O Senhor da Destruição olhou para os lados e falou com pressa:

— Não há tempo agora! Vocês terão que fazer outro conta–

E o espelho refletiu o rosto da assassina. As tochas diminuíram seu fogo e Natalya, assustada, examinava tudo. O que aconteceu? Senhores!

— ELES ESTÃO AQUI! – um dos assassinos que guardavam a parte sul da aldeia gritou alto, e em seguida um raio caiu sobre um dos feiticeiros que estavam ao lado de Natalya, deixando-o tremendo no chão como um epilético.

— Desgraçados! – ela murmurou. — São os malditos Vizjerei! Vamos Lorene! Chegou a hora de testar as suas habilidades de verdade!

Natalya agarrou o Espelho de Horazon e o colocou no bolso interno, ao lado oposto do Livro Negro.

— Ela está ali! – gritou um homem que trajava uma bata vermelha e prata, segurando um enorme cajado de madeira retorcida. Ele apontava para Natalya. Ela olhou para Lorene e saltou para o lado, bem a tempo de uma enorme bola de fogo atingir o altar, que nada sofreu.

A mulher de túnica pulou para frente, tirando duas garras de sua cintura. Elas funcionavam como katares comuns, mas no lugar de uma lâmina larga, três menores e extremamente afiadas se projetavam para frente. Sem piedade, ela as passou no pescoço de um dos feiticeiros inimigos. Ele caiu sobre uma pedra e seu sangue brilhava sob a lua cheia enquanto escorria para a terra, que o absorvia com uma incrível sede.

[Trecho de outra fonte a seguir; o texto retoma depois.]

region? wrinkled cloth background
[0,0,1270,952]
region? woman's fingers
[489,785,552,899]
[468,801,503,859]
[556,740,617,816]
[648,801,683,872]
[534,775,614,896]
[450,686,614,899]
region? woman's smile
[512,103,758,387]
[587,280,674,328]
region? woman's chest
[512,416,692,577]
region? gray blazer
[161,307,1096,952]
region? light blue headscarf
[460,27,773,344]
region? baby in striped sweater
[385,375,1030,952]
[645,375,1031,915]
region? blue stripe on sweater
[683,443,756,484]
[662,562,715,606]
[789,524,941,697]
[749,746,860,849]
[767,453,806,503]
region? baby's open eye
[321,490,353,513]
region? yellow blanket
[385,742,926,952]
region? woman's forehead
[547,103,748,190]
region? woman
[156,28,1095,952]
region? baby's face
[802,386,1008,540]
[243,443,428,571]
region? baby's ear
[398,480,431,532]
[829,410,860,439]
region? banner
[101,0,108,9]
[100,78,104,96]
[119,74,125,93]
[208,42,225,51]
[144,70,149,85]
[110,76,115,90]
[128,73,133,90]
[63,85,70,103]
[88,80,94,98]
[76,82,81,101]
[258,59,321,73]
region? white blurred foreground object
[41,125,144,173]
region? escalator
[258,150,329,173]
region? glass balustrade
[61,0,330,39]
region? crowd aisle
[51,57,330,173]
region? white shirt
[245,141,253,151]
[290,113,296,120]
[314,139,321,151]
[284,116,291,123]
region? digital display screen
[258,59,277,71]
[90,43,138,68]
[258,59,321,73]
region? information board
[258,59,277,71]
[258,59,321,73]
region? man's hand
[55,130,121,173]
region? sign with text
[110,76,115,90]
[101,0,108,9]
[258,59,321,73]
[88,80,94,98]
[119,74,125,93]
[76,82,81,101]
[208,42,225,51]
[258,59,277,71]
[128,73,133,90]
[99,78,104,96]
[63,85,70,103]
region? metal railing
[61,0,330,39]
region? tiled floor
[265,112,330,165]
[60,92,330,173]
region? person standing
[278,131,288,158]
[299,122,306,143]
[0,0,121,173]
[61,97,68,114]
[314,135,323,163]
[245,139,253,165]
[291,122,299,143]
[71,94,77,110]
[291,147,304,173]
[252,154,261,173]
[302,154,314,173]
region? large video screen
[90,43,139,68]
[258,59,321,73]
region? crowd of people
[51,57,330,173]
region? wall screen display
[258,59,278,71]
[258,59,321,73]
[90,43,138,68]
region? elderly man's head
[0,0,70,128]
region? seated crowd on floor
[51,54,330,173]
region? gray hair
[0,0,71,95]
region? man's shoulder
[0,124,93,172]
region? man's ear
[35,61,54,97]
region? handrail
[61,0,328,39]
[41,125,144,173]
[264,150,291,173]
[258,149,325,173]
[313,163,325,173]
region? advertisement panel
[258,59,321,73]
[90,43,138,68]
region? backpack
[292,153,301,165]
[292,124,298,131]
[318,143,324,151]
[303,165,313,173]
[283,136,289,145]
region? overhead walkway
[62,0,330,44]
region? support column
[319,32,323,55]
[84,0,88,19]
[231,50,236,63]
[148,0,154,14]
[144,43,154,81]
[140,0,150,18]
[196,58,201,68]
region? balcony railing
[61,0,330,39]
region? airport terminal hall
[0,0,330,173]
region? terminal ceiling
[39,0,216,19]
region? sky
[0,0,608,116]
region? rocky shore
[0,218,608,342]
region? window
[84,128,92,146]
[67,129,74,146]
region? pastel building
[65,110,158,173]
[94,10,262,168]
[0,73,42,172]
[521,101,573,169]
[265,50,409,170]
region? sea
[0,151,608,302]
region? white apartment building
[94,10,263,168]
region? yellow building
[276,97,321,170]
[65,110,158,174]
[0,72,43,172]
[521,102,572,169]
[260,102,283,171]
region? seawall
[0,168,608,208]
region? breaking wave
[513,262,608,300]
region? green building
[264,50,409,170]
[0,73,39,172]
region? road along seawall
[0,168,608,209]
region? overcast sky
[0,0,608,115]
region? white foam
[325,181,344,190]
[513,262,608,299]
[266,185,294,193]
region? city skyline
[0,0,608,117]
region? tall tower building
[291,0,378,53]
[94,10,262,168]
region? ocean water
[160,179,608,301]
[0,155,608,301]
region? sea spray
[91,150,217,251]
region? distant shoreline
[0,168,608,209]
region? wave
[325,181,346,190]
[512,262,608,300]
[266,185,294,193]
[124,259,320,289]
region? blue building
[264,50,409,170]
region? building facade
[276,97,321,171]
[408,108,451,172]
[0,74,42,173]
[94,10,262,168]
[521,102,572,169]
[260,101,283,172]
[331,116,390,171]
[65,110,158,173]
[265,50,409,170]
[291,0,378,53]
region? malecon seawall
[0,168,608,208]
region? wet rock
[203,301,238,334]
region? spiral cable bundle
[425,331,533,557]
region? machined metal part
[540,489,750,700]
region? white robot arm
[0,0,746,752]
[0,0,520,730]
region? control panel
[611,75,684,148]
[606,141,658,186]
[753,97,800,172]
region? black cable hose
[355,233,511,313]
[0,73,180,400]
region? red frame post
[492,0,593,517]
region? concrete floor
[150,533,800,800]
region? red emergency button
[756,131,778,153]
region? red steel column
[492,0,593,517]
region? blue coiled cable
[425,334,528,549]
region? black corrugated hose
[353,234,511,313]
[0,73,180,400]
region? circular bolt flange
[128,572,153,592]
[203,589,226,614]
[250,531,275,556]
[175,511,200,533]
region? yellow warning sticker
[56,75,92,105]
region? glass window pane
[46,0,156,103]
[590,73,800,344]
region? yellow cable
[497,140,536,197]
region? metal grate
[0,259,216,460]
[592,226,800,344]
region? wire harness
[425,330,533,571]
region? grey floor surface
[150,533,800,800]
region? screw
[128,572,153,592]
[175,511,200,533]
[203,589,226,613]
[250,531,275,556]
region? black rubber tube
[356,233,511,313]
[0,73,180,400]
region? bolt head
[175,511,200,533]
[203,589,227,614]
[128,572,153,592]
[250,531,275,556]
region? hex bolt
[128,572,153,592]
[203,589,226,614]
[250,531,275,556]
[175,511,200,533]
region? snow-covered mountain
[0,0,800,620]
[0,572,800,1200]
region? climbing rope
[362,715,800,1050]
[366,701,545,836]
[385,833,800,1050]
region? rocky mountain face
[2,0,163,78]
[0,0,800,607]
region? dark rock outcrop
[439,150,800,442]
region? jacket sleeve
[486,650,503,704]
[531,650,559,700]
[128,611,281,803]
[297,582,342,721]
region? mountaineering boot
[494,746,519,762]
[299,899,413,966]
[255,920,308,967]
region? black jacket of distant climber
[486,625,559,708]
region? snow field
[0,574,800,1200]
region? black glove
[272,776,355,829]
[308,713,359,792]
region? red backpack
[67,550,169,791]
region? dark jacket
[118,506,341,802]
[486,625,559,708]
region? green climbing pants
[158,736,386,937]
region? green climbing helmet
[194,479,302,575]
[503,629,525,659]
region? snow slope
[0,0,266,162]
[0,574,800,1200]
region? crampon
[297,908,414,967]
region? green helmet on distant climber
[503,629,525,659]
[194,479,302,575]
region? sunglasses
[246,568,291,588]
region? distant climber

Lorene tirou do bolso muitas estrelas de metal – shurikens –, e as lançou no meio da batalha. Apesar de haver muitos assassinos e feiticeiros aliados em sua frente, nenhum deles foi atingido. Apenas os Vizjerei tombaram com seus corpos e crânios perfurados.

Quase todas as casas de madeira já estavam em chamas, enquanto árvores ao redor congelavam formando uma grossa barreira de gelo... Os Vizjerei pareciam determinados a não deixar ninguém fugir, a ponto de arriscarem a sua própria vida para isso. A batalha teria que terminar ali, de qualquer maneira.

Dois feiticeiros Ammuit permaneciam atrás de Lorene. Eles pareciam recitar um encantamento, um tipo de ritual. Ela percebeu a importância do ato aliado, então se colocou de guarda. Qualquer um que se aproximasse era morto pelos shurikens da mulher.

Os assassinos da ordem de Natalya estavam prejudicados. Sofreram poucas perdas, mas os Vizjerei estavam em grande vantagem. Recuando, todos eles começaram a se reunir ao redor dos dois feiticeiros Ammuit que estavam sob a proteção de Lorene. Era a única esperança. Aqueles malditos Vizjerei pareciam ter acertado dessa vez, finalmente conseguiram pegá-los em desvantagem numérica, em um ataque surpresa.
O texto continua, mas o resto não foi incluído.